Maddox thought of Ripsbaugh, what he had said about her needing a stone for her chain. "I'm sorry, Val. I am. But I don't think I'm responsible for whatever—"

"Is this about the farm girl?"

"What did you say?"

"You heard me." Her face was twisted now, as though a mask had been snatched away but the adhesive still stung. "I came by here last night, or tried to. Saw a truck leave your garage. Saw her behind the wheel. You don't think she's a little young?"

"Have you been watching me?"

"Are you going away with her? Going to have babies?"

"Val." The anger in her face chilled him. "Jesus."

She shoved hair off her face so that he would have an unfettered view of her contempt. "You owe me, Donny Maddox. You owe me a chance."

Maddox felt heat coming up his neck. How quickly compassion can turn to enmity when someone forces her mania on you. When someone assigns you responsibility for her own frustrations. This came to him in his driveway like a lesson.

Val said, "You could live with yourself? Leaving me here? The same way you left your mother?"

He nodded, not in answer to her question, but in acknowledgment of her audacity in throwing down the kicker: the Queen of Spades with his mother's face on it. "That's the way to hurt me, all right."

"Hurt you? Hurt you? How can you be hurt? You're skating through life. Hands behind your back, gliding along."

"Go home, Val."

"And talk to my husband, right? Discuss? You think Kane knows me?"
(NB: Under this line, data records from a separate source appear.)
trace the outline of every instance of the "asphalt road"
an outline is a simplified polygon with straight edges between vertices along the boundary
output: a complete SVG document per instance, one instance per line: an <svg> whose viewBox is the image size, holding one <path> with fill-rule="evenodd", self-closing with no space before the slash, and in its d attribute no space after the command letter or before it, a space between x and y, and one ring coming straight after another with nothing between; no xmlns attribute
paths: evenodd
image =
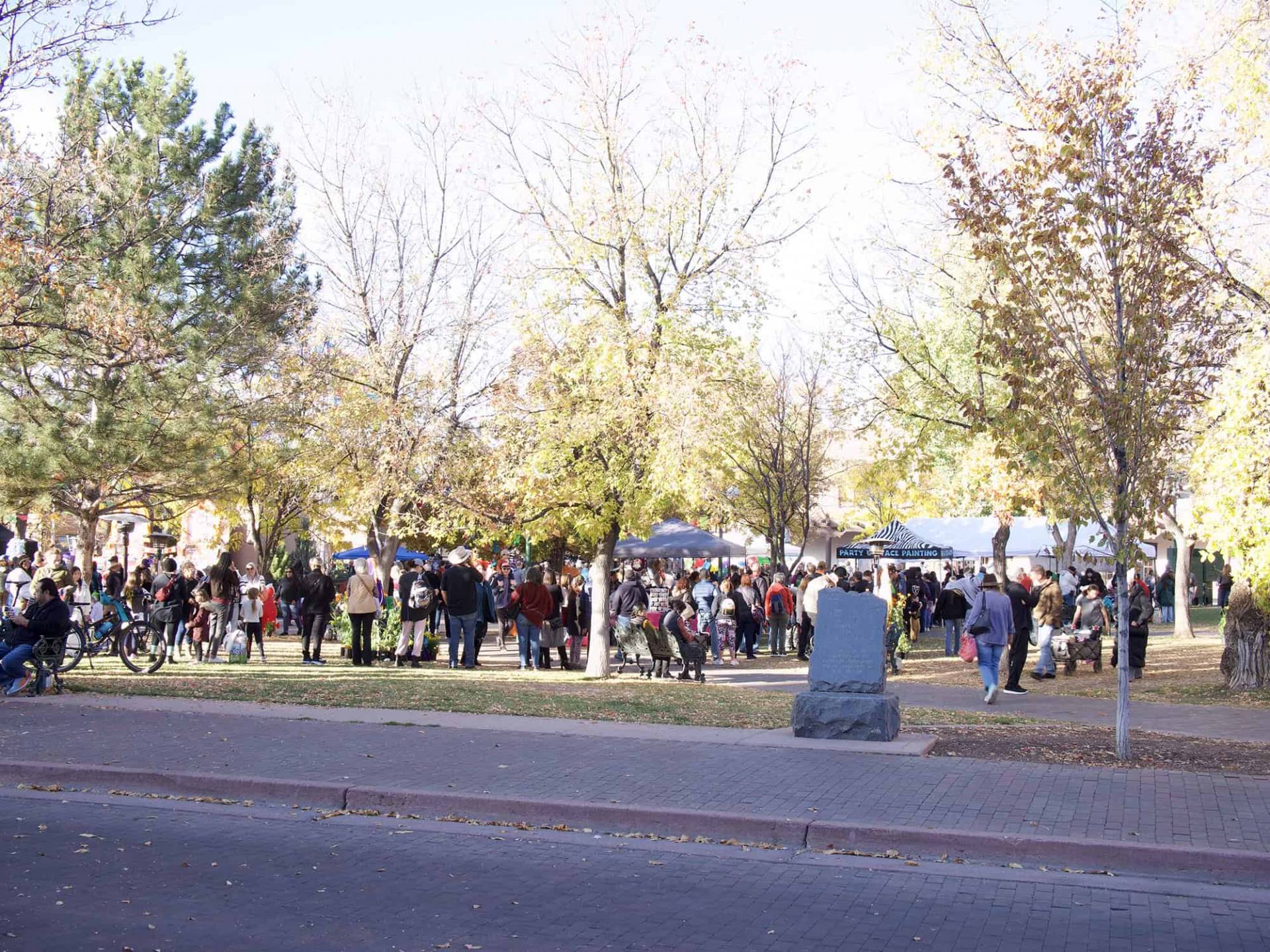
<svg viewBox="0 0 1270 952"><path fill-rule="evenodd" d="M0 792L0 949L1270 948L1270 889Z"/></svg>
"I'm sure no one knows you."

"That's exactly right."

She looked at him with the pity of a madwoman, throwing open her car door and driving away.

PART V

AN INSTRUMENT OF VENGEANCE

56

MADDOX

NEXT MORNING, WHILE waiting for his toast to come up, Maddox heard a thump. A goodly weighted noise, followed by a lesser bump, coming from the rear of his house. An unnatural thump.

The mind takes unexpecteds such as these and tries to shape them into something understandable, tries to assign them meaning.

The mental image Maddox assigned to this noise was that of Dillon Sinclair stepping onto his back deck.

So powerful was the force of this image—the black wig and clothes, the eyebrowless eyes—that Maddox moved to his closet, getting down his holster from the top shelf. He undid the trigger lock in what seemed to take an inordinate amount of time, then moved to the sliding glass door off the serving area.

He stepped out into the wet heat, his revolver at his side. No one on the deck, the backyard empty. He scanned the trees around the yard and listened for movement. Then he saw the twisted black lump on the deck.

Closer, he made out the velvet fringe of wings. A dead crow, eyes and beak still open, its neck broken.

Maddox looked at the near trees, his mind still jumping with implications—Who threw a dead bird onto my deck?—until he realized that the thump, so solid and quick, had been this bird striking the window. The bump that followed was its dead body falling to the wood.

You want omens? he thought. We got omens. A town full of them. Deer running antler-first into your car. Crows flying full speed at your house. Nature dispatching its assassins.